A quadratic polynomial P has the property that $P(x^3+x)\ge P(x^2+1)$ for all real numbers x. Find the sum of the roots of P.

$\text{Let}P\left(x\right)=a{x}^2+bx+c\text{. Then}$
$P(x^3+x)-P(x^2+1)=a{x}^2{(x^2+1)}^2+bx(x^2+1)-a{(x^2+1)}^2-b(x^2+1)=$

$a{(x^2+1)}^2(x^2-1)+b(x-1)(x^2+1)=(x-1)(x^2+1)\left(a\right(x+1)(x^2+1)+b).$

Since this is always nonnegative, we have

$(x-1)\left(a\right(x+1)(x^2+1)+b)\ge 0$
for all x.
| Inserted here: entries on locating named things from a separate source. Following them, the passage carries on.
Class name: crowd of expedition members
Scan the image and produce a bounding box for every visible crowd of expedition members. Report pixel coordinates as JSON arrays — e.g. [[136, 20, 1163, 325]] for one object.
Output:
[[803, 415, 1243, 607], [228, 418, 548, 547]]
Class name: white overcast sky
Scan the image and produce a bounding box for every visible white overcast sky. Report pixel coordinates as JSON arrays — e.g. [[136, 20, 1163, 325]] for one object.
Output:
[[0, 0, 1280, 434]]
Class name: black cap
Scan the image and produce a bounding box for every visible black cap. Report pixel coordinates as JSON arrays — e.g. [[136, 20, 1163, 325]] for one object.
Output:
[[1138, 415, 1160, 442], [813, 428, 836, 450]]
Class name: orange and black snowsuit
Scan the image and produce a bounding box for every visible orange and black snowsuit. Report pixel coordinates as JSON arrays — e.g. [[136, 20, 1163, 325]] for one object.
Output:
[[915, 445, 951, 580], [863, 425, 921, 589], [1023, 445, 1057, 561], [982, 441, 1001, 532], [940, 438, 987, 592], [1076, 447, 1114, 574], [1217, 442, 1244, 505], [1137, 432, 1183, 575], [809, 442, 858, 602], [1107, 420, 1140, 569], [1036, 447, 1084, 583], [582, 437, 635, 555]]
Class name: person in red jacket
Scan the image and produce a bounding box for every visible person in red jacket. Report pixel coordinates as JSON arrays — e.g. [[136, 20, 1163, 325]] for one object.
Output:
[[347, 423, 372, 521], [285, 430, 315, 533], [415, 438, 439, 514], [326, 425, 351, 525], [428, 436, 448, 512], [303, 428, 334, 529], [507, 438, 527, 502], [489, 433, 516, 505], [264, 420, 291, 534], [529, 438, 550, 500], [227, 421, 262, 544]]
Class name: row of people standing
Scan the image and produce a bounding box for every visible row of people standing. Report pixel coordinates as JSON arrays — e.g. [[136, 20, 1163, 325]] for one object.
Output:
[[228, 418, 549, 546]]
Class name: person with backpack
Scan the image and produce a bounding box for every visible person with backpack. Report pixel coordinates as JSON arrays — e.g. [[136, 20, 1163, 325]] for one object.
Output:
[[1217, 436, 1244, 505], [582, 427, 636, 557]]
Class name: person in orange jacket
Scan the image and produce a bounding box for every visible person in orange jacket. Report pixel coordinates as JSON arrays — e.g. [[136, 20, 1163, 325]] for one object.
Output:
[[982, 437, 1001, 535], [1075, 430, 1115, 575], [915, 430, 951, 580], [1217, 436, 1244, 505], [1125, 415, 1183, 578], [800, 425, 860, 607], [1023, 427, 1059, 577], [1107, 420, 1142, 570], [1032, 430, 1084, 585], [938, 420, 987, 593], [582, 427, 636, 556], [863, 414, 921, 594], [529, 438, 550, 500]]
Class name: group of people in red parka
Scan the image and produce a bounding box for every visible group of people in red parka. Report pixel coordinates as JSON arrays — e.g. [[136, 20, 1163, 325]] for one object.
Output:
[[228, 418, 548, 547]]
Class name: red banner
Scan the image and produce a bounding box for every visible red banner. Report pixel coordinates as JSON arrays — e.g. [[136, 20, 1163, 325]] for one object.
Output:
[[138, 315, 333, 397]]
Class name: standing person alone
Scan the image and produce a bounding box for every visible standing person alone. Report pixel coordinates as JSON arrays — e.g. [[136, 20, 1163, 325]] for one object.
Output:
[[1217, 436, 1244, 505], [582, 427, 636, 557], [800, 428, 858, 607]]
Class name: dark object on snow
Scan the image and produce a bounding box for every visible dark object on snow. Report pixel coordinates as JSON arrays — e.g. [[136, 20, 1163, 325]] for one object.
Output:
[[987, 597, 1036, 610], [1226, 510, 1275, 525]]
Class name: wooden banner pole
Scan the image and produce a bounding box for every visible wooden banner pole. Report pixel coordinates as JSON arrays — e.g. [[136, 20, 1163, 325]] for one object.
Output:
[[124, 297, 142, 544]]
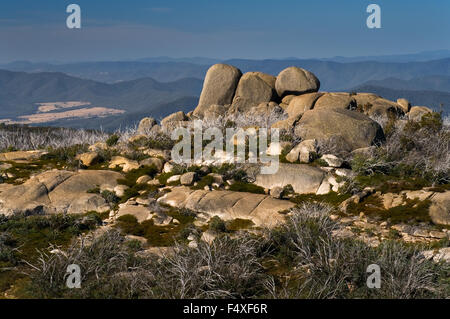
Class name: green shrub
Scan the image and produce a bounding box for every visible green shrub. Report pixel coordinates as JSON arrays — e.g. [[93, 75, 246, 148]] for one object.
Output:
[[209, 216, 227, 233]]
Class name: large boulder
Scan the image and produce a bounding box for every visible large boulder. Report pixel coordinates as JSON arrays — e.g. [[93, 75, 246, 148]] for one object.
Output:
[[194, 64, 242, 117], [0, 170, 122, 216], [0, 150, 47, 161], [232, 72, 275, 112], [429, 191, 450, 226], [363, 98, 405, 119], [294, 109, 384, 152], [137, 117, 158, 134], [275, 66, 320, 97], [352, 93, 380, 110], [161, 111, 187, 126], [158, 186, 294, 227], [255, 163, 325, 194], [283, 93, 323, 118], [314, 92, 356, 110], [408, 106, 433, 121], [77, 152, 101, 166]]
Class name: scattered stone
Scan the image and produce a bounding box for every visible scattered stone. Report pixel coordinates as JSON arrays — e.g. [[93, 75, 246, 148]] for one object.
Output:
[[270, 186, 283, 199], [180, 172, 197, 185], [422, 247, 450, 263], [0, 170, 122, 216], [208, 173, 223, 185], [275, 67, 320, 97], [294, 109, 384, 152], [255, 163, 325, 194], [163, 162, 173, 173], [397, 99, 411, 113], [200, 230, 217, 244], [137, 117, 158, 134], [136, 175, 152, 184], [108, 156, 141, 173], [314, 92, 356, 110], [167, 175, 181, 184], [161, 111, 187, 126], [147, 178, 161, 186], [157, 186, 294, 227], [429, 191, 450, 225], [408, 106, 433, 122], [114, 185, 129, 197], [0, 150, 48, 162], [139, 157, 164, 172], [231, 72, 275, 113]]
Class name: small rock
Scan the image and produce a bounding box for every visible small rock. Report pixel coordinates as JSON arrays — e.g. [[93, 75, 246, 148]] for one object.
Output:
[[430, 230, 447, 239], [114, 185, 129, 197], [188, 240, 198, 248], [163, 162, 173, 173], [201, 230, 217, 244], [147, 178, 161, 186], [208, 173, 223, 185]]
Taking x=1+u, we deduce that $a(u+2)(1+(1+u{)}^2)+b$ has the same sign as u for all  $u\ne 0$ When u is negative and very close to 0 , the number $a(u+2)(1+(1+u{)}^2)+b$ is very close to $4a+b, so 4a+b$ must be nonpositive. Similarly, taking u positive and very close to 0 , we obtain that $4a+b$ must be nonnegative. Thus $4a+b=0$ and so the sum of roots of P is $-\frac{b}{a}=4\text{.}$